Yeah, I've been trying to check out the SDL3 suite for the last hour or so, and it's still failing on SDL_ttf...

fatal: clone of 'https://github.com/libsdl-org/freetype.git' into submodule path '~/src/SDL/SDL_ttf/external/freetype' failed

...

fetch-pack: unexpected disconnect while reading sideband packet fatal: early EOF fatal: fetch-pack: invalid index-pack output

...

fatal: clone of 'https://github.com/libsdl-org/harfbuzz.git' into submodule path '~/src/SDL/SDL_ttf/external/harfbuzz' failed Failed to clone 'external/harfbuzz'. Retry scheduled

...

Failed to clone 'external/freetype' a second time, aborting

For a problem that's supposedly "fixed" that's a whole lot of errors...

well on my side I'm the proud owner of a new ed25519 key.. The status page didn't update quick enough

I for a second thought was I getting fired

I thought my account was hacked and ssh keys removed. Panicked a little bit and then double checked that my keys were still there.

Then went to github status and calmed down.

Was trying to install homebrew on a device and kept wtfing because the clone step kept failing… thought I was crazy

I had just upgraded to Windows 11 last week, and for some godforsaken reason earlier today, I could SSH via WSL but not from the host OS even though they were both using keys served from the Windows OpenSSH agent! I'm just going to blame this service outage and hope for the best tomorrow.

Same - but created new keys :) ... which also didn't work, and then I went to check... oh well.

GIT is down today, Code rests in snowy silence, Developers play.

Spent like 30 mins tryig to figure out why ssh auth was not working. Compared sha256 signatures, doubted my reading abilities and pulled my hair.

same here I was scratching my head trying to figure out if something had corrupted my system or what

damn, why couldnt it happen during east coast business hours?

Agreed, I wonder what their downtime percentage is. If guess it's down on the order of one hour per month, so 1/1000.

Update: They promise >99.9% on a quarterly basis for enterprise customers - https://github.com/github/docs/blob/main/content%2Fsite-poli...

The whole product feels like it’s getting g progressively jankier.

The front-end is glacial nowadays and frequently has issues actually loading the page, actions frequently has some kind of panic attack and breaks or just grinds along a glacial speeds. The UX has gotten worse (why no merge-queue button?).

I'm not sure if it's just me but I swear GitHub UI is one of the slowest web app I've used.

JFYI, the next version of gitea (which should come out in April) will have full GitHub mirroring functionality (which will let you set up a mirror and have it pull code/issues/wiki/PRs/etc. every few minutes). The current version can either migrate the full repo once, or mirror the code and nothing else.

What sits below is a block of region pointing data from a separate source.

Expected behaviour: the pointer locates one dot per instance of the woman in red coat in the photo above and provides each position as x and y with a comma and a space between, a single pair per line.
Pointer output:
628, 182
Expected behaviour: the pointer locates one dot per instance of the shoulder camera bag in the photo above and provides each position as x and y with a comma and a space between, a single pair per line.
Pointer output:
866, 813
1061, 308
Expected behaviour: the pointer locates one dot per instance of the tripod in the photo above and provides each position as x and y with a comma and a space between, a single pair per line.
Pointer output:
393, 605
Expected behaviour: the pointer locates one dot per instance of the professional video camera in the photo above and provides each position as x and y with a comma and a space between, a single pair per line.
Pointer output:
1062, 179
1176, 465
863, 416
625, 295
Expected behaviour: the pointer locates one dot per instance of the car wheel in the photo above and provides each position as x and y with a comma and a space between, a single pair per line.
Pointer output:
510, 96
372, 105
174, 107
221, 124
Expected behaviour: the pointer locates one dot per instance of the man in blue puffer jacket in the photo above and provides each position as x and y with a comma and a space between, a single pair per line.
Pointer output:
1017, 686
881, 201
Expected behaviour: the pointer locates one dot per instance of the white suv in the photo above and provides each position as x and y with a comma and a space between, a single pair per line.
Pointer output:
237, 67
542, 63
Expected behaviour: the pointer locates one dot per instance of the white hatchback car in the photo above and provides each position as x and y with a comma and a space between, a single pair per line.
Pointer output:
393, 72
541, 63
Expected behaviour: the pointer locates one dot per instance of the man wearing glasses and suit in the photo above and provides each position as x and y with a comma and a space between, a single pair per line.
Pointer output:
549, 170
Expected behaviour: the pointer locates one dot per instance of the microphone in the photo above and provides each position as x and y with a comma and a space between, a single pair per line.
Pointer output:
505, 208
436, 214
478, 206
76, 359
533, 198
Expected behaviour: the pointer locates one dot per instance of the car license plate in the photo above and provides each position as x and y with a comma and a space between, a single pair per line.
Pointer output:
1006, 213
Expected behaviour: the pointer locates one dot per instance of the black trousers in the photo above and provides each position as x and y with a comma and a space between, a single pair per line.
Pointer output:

Consider Forgejo: https://forgejo.org/.

Gitea works for us.

What's the point of having a mirror? It'll only lead to conflicts that'll be difficult to resolve once the main service you use is back up again.

For example, I doubt you would be able to easily merge any pull-requests or use the same CI/CD code for the same services without hacky solutions.

I did :(

Is it possible to download a zip of a repo through the GUI?

Yeah, this is not good. I've experienced other outages on their other products (e.g. GitHub Actions), but not even being able to do a basic git pull is an entirely different level.

True. Also there's no reason not to stick with GitHub when Git itself is distributed by nature. That's the beauty of distribution.

Back up now for me.

it'd be great if they set up their CLI tools such that

if there's an error/timeout, they'll do a check of their status page so you don't get the standard 'error' but rather a 'dont worry, youre not doing anything wrong. its borked, our bad' message.

Who said it was an infrastructure failure?

There's innumerable causes of this kind of failure that aren't rooted cloud service provider shenanigans

(Admittedly the duration of the outage does "feel" like an infra outage)

Acquisition.

ducks

Have you never fixed a prod-specific bug before? They’re common enough, and it sounds like they patched this one within a reasonable amount of time.

That’s expensive, I get it for free with GitHub. And a loooot more functionality.

They are going to get DDoS's by people trying to do this haha.